I invite you to follow me on Twitter and Facebook. If you have any questions, send email to me at scripter@microsoft.com, or post your questions on the Official Scripting Guys Forum. See you tomorrow. Until then, peace.

Ed Wilson, Microsoft Scripting Guy 

Comments (8)

  1. jrv says:

    Excellent module. Excellent series. Good work. Very useful and apparently quite complete.

  2. Anonymous says:

    Very helpful. Hope to see some more of this

  3. Bingchong says:

    Great and informative article…Thank you.

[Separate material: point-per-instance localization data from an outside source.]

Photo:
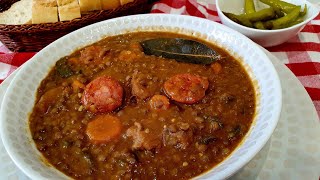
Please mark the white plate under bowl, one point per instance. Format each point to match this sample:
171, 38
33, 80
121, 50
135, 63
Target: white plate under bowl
20, 97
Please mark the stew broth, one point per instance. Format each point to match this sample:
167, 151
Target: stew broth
158, 118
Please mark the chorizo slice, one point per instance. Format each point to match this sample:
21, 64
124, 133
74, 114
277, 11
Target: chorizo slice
159, 102
186, 88
103, 94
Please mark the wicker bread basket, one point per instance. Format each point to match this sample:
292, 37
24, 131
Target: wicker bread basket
34, 37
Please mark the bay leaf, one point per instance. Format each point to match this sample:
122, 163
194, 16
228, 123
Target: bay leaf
182, 50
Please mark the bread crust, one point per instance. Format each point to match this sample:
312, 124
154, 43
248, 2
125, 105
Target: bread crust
44, 11
68, 10
109, 4
89, 5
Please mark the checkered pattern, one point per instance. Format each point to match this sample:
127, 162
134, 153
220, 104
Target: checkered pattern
301, 54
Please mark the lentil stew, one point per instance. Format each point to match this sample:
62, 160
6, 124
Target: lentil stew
108, 111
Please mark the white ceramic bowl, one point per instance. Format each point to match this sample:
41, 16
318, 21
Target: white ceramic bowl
265, 38
20, 97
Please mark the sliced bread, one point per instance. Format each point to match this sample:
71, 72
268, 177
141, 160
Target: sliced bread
68, 10
109, 4
89, 5
19, 13
44, 11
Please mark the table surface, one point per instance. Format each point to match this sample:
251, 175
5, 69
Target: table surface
301, 54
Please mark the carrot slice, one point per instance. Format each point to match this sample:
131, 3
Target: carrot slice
103, 128
216, 67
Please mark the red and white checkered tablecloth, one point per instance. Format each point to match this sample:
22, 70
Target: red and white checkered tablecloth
300, 54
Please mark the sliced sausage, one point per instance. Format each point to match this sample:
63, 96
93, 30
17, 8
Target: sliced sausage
159, 102
103, 94
186, 88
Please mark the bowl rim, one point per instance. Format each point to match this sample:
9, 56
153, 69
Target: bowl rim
227, 173
254, 30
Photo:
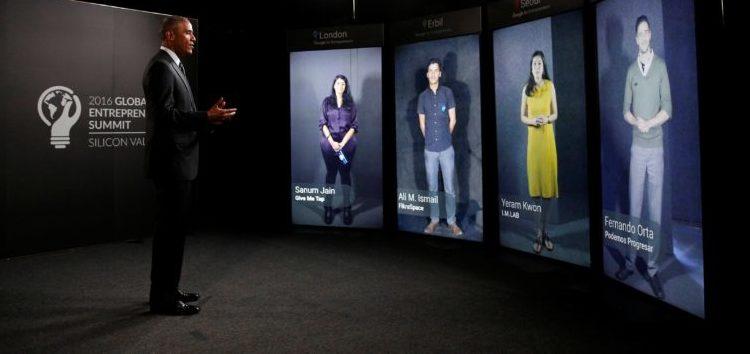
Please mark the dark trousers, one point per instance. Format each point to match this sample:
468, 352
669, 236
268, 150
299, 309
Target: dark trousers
174, 200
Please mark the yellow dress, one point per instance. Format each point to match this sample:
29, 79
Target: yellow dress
541, 151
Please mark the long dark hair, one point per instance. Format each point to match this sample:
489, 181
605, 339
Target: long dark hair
530, 84
347, 96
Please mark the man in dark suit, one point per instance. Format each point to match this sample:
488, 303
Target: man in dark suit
172, 134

  4. Hadoop Training Chennai says:

    Its a intresting topic.thanks for sharing this informative content

  5. Frank says:

    The term ‘get-ntfsaccessinheritance’ is not recognized as the name of a cmdlet
    Which version of powershell does this requiered? I’m running powershell from Win 8.1 pro

  6. Vossiewos says:

    @Frank: This is shown in an earlier blogpost:

    In that article you’ll find a downloadlink for a powershell script that adds additional NTFS ACL operation functions.

  7. HeyAdmin says:

    I have a drive mapped to a netapp share on the local network, which contains about 150 home directories. Although I see good performance when executing other operations from this share (like copying files back and forth) I find the enable-ntfsaccessinheritance
    cmdlet to be quite slow. Get-childitem and get-ntfsaccessinheritance work almost instantly. I tried with and without recursion with the same result. The process utilizes only about 4Mbps of bandwidth, so I’m not sure where the bottleneck might be.

  8. LW says:

    I run into an issue constantly where the files have permissions set differently then the folder they are in. Do you have a recommendation for setting all files (and ONLY files) to inherit permissions from their parent folder?

    Background info – The files are on a large volume on a NetApp Filer and accessed though a CIFS share.
    I believe this is happening due to users “moving” files from one location to another. When moved on the same NTFS volume the MFT pointer is changed rather then getting a COPY which would set the new permissions.